Prince of Shadows by Susan Krinard

“Maybe no one does until they haven’t got any choice.” She studied him in silence. “Alex told me about your losing your memory. She also said you know where you’re going.”

“Yes.” It didn’t matter if she knew. “Northwest.”

“Something is calling you that way, isn’t it?”

He took a step toward her. “How do you know so much?”

“How do you know so little?”

He stiffened. Was she mocking his loss of memory? But there was no mockery in her voice, and only sadness in her eyes. Her eyes that saw so much.

With a sudden lunge he caught her arms. “Tell me what you see when you look at me,” he rasped. “Tell me.”

She didn’t try to escape. “I see a blind man.”

He tightened his grip. “Am I a danger to Alexandra?”

“You know the answer to that yourself.”

Abruptly he let her go and backed away. “I know how Alexandra sees me.”

“Do you, Kieran?” Julie said softly, rubbing her arms. “What are you really afraid of?”

He laughed briefly and bitterly. “You’re very wise, Julie. Too wise for me.”

“Not wise enough.”

“I could still leave now—”

“Do you know what you’d be leaving Alex to face?” Julie snapped. “Not only Peter’s murder and the cops, when she’s been associated with you as a suspect, but Howie’s bunch as well. They have it in for her now, since they think she was defending a wolf that’s turned man-killer. They never needed much of an excuse.”

“They think—”

“Yeah. Some of the townies think a wolf killed Alex’s friend. So I’d advise you not to do any running around here as a wolf.”

Kieran bared his teeth. “They’d never dare to hurt Alex.”

“Maybe not. But are you going to run off and let her deal with whatever you leave behind?”

“Julie? Kieran? Is everything okay?”

Alexandra stood in the cottage doorway, rubbing her eyes. Kieran felt his heart lurch at the simple sight of her standing there, so beautiful and vulnerable and infinitely precious.

And even now the beast growled and paced and shivered with wanting her.

“Good you’re up, Alex,” Julie said, striding past him. “It’s about time you were on your way. Everything’s arranged.
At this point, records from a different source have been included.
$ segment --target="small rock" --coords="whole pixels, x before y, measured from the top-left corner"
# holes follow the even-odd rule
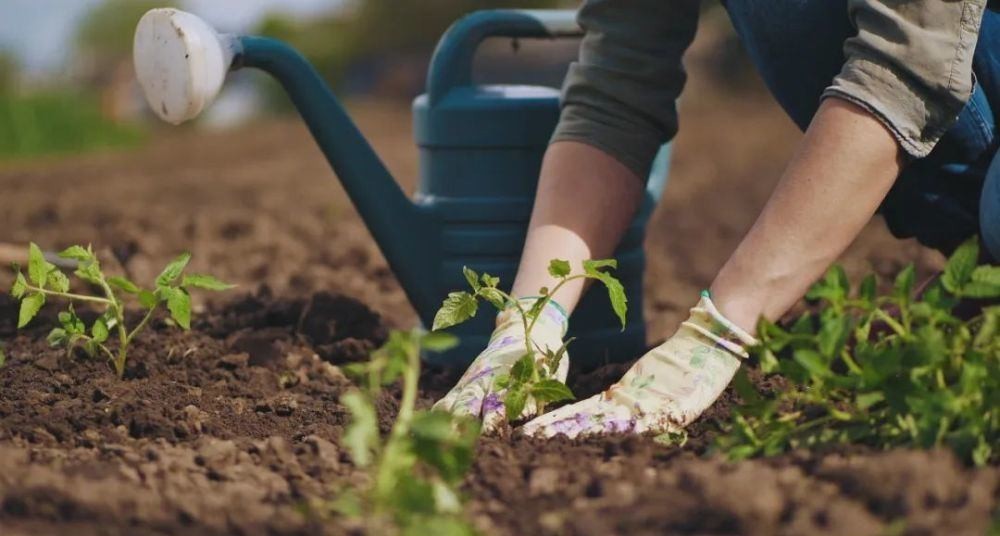
[[[299,408],[299,403],[292,397],[282,396],[273,404],[274,413],[282,417],[287,417]]]
[[[36,359],[34,365],[42,370],[54,372],[60,369],[59,355],[49,354],[41,359]]]
[[[532,497],[555,493],[559,489],[559,472],[551,467],[540,467],[531,472],[528,493]]]

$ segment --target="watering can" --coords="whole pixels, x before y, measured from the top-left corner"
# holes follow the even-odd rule
[[[559,118],[559,91],[525,85],[479,85],[473,55],[488,37],[574,38],[569,10],[488,10],[454,23],[430,63],[427,92],[413,104],[420,177],[411,200],[348,117],[316,70],[287,44],[219,34],[195,15],[155,9],[135,34],[136,74],[153,111],[178,124],[196,117],[226,74],[253,67],[276,78],[385,255],[421,322],[430,326],[448,292],[467,283],[462,267],[513,282],[527,232],[542,156]],[[645,200],[622,240],[615,275],[629,303],[624,329],[607,295],[589,292],[570,322],[570,350],[584,367],[640,354],[645,225],[667,177],[661,148]],[[577,267],[577,269],[579,269]],[[465,365],[486,347],[493,315],[452,328],[459,346],[425,356]]]

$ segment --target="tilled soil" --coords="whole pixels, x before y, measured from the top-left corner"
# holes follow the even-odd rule
[[[697,50],[691,57],[697,60]],[[693,61],[692,72],[697,72]],[[686,314],[766,199],[798,133],[759,91],[683,101],[670,186],[650,224],[650,343]],[[704,83],[702,83],[704,84]],[[405,105],[352,113],[412,188]],[[203,301],[194,329],[162,318],[126,378],[49,348],[54,309],[14,330],[0,299],[0,533],[348,533],[303,505],[362,475],[339,447],[340,365],[415,315],[305,129],[178,130],[133,154],[0,164],[0,242],[93,243],[110,271],[148,282],[182,250],[192,269],[239,283]],[[852,276],[940,256],[873,222],[842,259]],[[0,273],[0,286],[10,283]],[[624,365],[574,371],[580,396]],[[454,371],[429,371],[424,405]],[[758,378],[758,381],[762,381]],[[396,401],[381,401],[384,421]],[[706,455],[727,393],[683,448],[648,438],[484,438],[465,491],[487,534],[983,534],[997,467],[947,452],[793,453],[737,464]]]

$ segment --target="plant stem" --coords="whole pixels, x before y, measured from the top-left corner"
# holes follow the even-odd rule
[[[135,336],[138,335],[139,332],[146,327],[146,324],[149,323],[149,320],[153,318],[153,313],[155,311],[156,311],[156,306],[154,305],[149,311],[146,312],[146,316],[142,317],[142,320],[135,326],[134,329],[132,329],[132,331],[128,334],[128,337],[126,337],[126,341],[128,344],[131,344],[132,339],[134,339]]]
[[[407,348],[407,366],[403,370],[403,397],[399,402],[399,413],[396,422],[389,432],[389,440],[382,452],[375,476],[376,492],[381,494],[393,488],[396,482],[396,459],[405,450],[403,442],[410,435],[410,422],[417,402],[417,383],[420,379],[420,351],[418,348]]]
[[[111,300],[108,300],[107,298],[101,298],[101,297],[98,297],[98,296],[87,296],[87,295],[84,295],[84,294],[73,294],[71,292],[55,292],[55,291],[52,291],[52,290],[45,290],[45,289],[39,288],[39,287],[33,287],[31,285],[25,285],[25,288],[28,289],[28,290],[34,291],[34,292],[38,292],[40,294],[45,294],[47,296],[58,296],[60,298],[65,298],[67,300],[76,300],[76,301],[93,302],[93,303],[103,303],[105,305],[111,305],[113,303]]]

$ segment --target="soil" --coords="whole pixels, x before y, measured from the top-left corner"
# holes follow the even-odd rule
[[[650,343],[669,334],[752,223],[799,136],[759,88],[720,98],[699,83],[693,76],[671,186],[647,239]],[[405,104],[351,111],[412,188]],[[189,250],[195,271],[240,287],[213,301],[197,295],[189,332],[157,318],[121,381],[104,363],[48,347],[54,309],[16,331],[16,306],[0,298],[0,532],[349,533],[301,513],[362,478],[339,443],[347,413],[338,398],[351,385],[340,367],[415,315],[300,123],[154,137],[136,153],[0,163],[0,241],[91,242],[110,270],[139,281]],[[842,262],[852,276],[908,262],[926,274],[941,258],[875,221]],[[10,277],[0,274],[0,285]],[[625,366],[574,370],[571,385],[597,392]],[[427,371],[421,404],[454,374]],[[382,402],[385,422],[396,400]],[[484,438],[465,483],[471,518],[500,535],[964,535],[985,533],[997,511],[1000,469],[969,468],[948,452],[727,463],[706,448],[733,403],[724,395],[684,447]]]

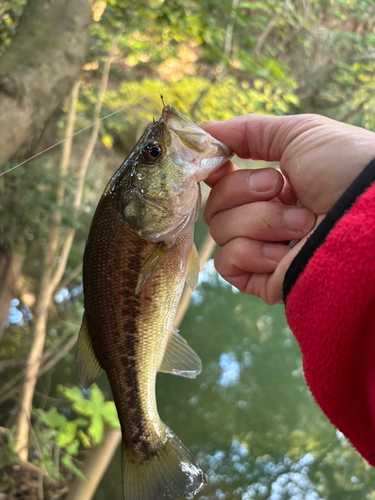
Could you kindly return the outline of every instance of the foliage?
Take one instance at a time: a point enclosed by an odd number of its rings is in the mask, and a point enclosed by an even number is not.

I’ve got the old rust heap ready—no one’s gonna recognize that baby, it’s been sitting in our yard so long—and enough food to tide you over for a while.” She glanced at Kieran as if only the most ordinary conversation had passed between them, “I understand you’re heading northwest.”
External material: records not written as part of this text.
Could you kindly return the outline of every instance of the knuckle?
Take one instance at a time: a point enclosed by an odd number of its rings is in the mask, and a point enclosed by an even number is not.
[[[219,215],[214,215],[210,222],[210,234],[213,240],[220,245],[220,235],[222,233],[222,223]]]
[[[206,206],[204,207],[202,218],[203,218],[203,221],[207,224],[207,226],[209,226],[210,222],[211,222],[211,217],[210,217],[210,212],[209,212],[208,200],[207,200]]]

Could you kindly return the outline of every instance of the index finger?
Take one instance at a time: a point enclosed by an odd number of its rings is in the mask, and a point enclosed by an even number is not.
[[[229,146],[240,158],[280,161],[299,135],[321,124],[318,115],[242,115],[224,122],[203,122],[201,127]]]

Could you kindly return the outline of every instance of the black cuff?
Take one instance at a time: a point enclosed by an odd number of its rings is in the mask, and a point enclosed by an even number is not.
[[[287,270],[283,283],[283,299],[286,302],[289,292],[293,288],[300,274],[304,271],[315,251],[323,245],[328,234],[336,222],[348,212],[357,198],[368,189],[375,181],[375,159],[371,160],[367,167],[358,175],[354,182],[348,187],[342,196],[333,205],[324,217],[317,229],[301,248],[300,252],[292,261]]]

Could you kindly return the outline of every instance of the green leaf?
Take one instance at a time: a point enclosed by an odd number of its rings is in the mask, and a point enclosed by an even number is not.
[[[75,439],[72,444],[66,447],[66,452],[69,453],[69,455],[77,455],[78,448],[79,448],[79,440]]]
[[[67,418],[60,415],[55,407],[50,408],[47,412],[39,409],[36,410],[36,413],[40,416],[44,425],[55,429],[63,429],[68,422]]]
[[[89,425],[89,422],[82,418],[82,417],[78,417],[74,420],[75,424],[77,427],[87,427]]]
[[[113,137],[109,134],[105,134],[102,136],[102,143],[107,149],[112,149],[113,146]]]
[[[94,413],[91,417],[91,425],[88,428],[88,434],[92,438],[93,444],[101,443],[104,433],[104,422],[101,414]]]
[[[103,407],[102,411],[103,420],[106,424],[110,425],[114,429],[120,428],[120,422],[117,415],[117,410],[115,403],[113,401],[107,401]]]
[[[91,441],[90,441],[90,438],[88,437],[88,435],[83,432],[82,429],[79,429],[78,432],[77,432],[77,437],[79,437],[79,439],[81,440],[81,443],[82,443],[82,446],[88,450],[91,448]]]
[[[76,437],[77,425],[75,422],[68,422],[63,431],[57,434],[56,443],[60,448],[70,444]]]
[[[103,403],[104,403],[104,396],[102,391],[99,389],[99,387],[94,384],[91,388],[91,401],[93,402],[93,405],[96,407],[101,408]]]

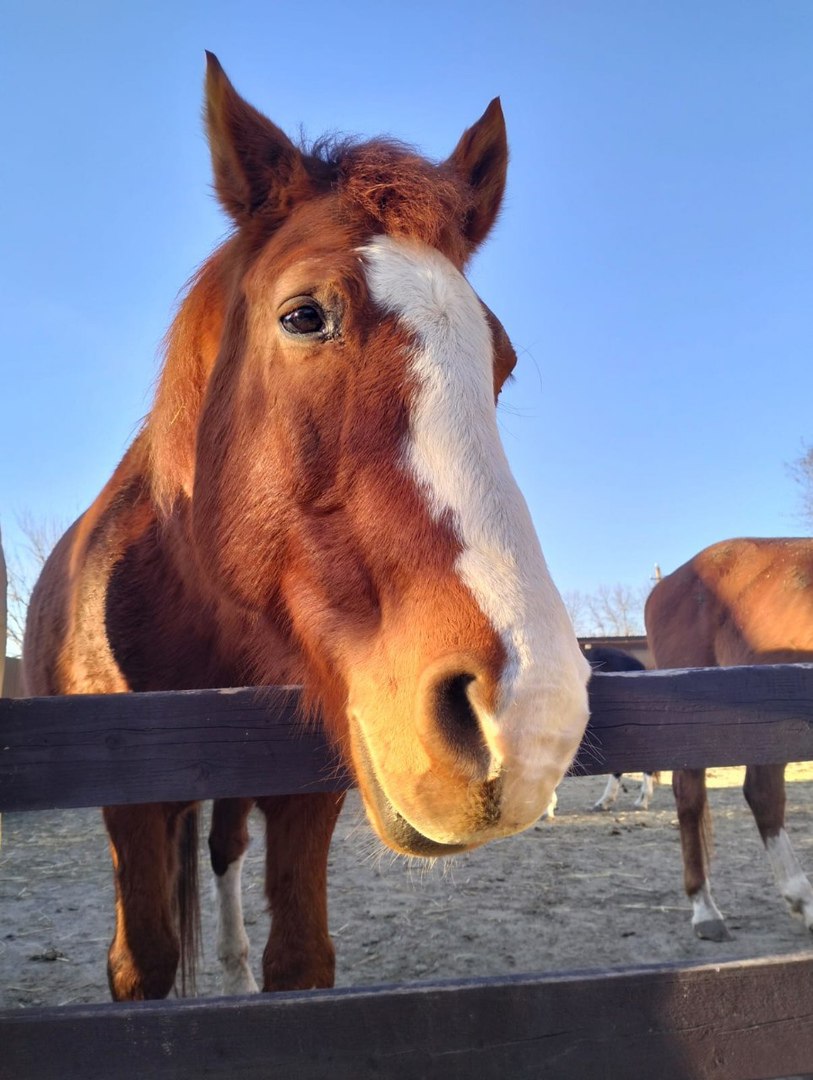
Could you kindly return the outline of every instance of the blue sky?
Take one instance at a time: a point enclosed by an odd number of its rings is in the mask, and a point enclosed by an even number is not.
[[[813,442],[813,3],[13,0],[0,16],[0,525],[66,523],[147,411],[224,234],[203,50],[289,132],[445,157],[501,95],[471,279],[520,354],[501,426],[562,590],[800,530]]]

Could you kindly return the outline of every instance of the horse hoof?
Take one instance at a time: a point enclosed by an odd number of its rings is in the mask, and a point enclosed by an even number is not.
[[[593,804],[593,809],[596,811],[596,813],[602,814],[605,813],[607,810],[610,810],[611,807],[605,806],[603,802],[597,802]]]
[[[704,919],[694,924],[694,932],[703,941],[733,941],[722,919]]]

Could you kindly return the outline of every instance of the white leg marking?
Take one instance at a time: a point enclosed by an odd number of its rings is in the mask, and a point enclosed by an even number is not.
[[[559,805],[559,796],[554,791],[554,793],[550,797],[550,802],[548,803],[547,809],[545,810],[545,813],[542,815],[542,820],[543,821],[545,821],[545,820],[549,821],[549,820],[552,820],[553,818],[555,818],[556,817],[556,807],[558,805]]]
[[[652,773],[645,772],[641,779],[641,790],[638,792],[638,798],[633,803],[635,809],[648,810],[654,792],[655,781],[652,779]]]
[[[621,787],[621,781],[610,773],[607,777],[607,786],[604,789],[604,794],[599,801],[593,805],[594,810],[609,810],[618,798],[618,790]]]
[[[472,708],[503,772],[506,818],[545,809],[587,722],[590,665],[556,591],[497,428],[494,345],[463,275],[425,244],[375,237],[362,249],[373,299],[414,334],[418,390],[405,447],[436,518],[454,522],[456,570],[508,655],[493,714]]]
[[[765,841],[765,850],[780,894],[794,915],[800,915],[807,929],[813,931],[813,888],[784,829]]]
[[[703,886],[689,899],[692,902],[692,926],[695,930],[719,924],[718,933],[701,933],[701,937],[709,937],[713,941],[724,941],[730,937],[725,929],[723,913],[714,902],[708,882],[704,882]]]
[[[254,994],[257,983],[248,963],[248,936],[243,924],[240,890],[245,855],[230,863],[222,876],[215,874],[217,889],[217,958],[222,966],[224,994]]]

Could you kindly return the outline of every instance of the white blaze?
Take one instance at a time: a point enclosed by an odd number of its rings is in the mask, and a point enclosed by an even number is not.
[[[457,573],[508,656],[496,713],[478,713],[495,764],[509,766],[504,804],[513,801],[512,811],[524,818],[539,783],[558,782],[579,744],[590,668],[500,441],[494,348],[482,305],[463,275],[427,245],[378,236],[362,254],[371,296],[416,340],[409,467],[432,515],[451,514],[462,546]],[[512,792],[521,778],[522,790]]]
“Northwest?” Alex said, her gaze seeking Kieran’s.

“So Kieran says.”

“That’s not much of a destination,” Alex commented. “You don’t have any better idea of where you want to go, Kieran?”
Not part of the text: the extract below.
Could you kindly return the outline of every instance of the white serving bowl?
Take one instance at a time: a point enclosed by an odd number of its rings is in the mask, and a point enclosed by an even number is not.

“Maybe this will help.” Julie pulled a battered and much-folded map from her coat pocket. She beckoned Alex and Kieran to join her within the faint yellow beam of the cottage’s porch light.

“Take a look at this, Kieran,” she said, pressing the map out flat against the wall. It covered Canada and the northern United States from Saskatchewan to British Columbia. “Anything seem familiar?”

Kieran looked. He studied the crisscrossed lines of a hundred roads, major and minor, and the vastness of Canada above the border. He traced the Trans-Canada Highway with his finger, felt a strange excitement sizzle at file ends of his nerves.

The names of towns small and large dotted the areas close to the border, some of them hauntingly familiar. Places he had once passed through as a wanderer? He caught images of vast tracts of prairie, distant mountains, highways stretching to the horizon.

And a woman’s face. Just for an instant—dark-haired, pretty, smiling at him. He put his hand flat over Saskatchewan and Manitoba, as if he could trap the image in place. But it vanished, and with it all familiarity.

“Some of this I think I recognize,” he said to the women. “But I don’t know the destination.” He looked again, farther west into the mountainous, bent-L shape of British Columbia. “Here. That’s all I can feel. Here.”

Julie chewed her lower lip. “Okay. It’s something. Why don’t you choose a place to head for. I know it would make me feel a helluva lot better if I knew where you guys were going.”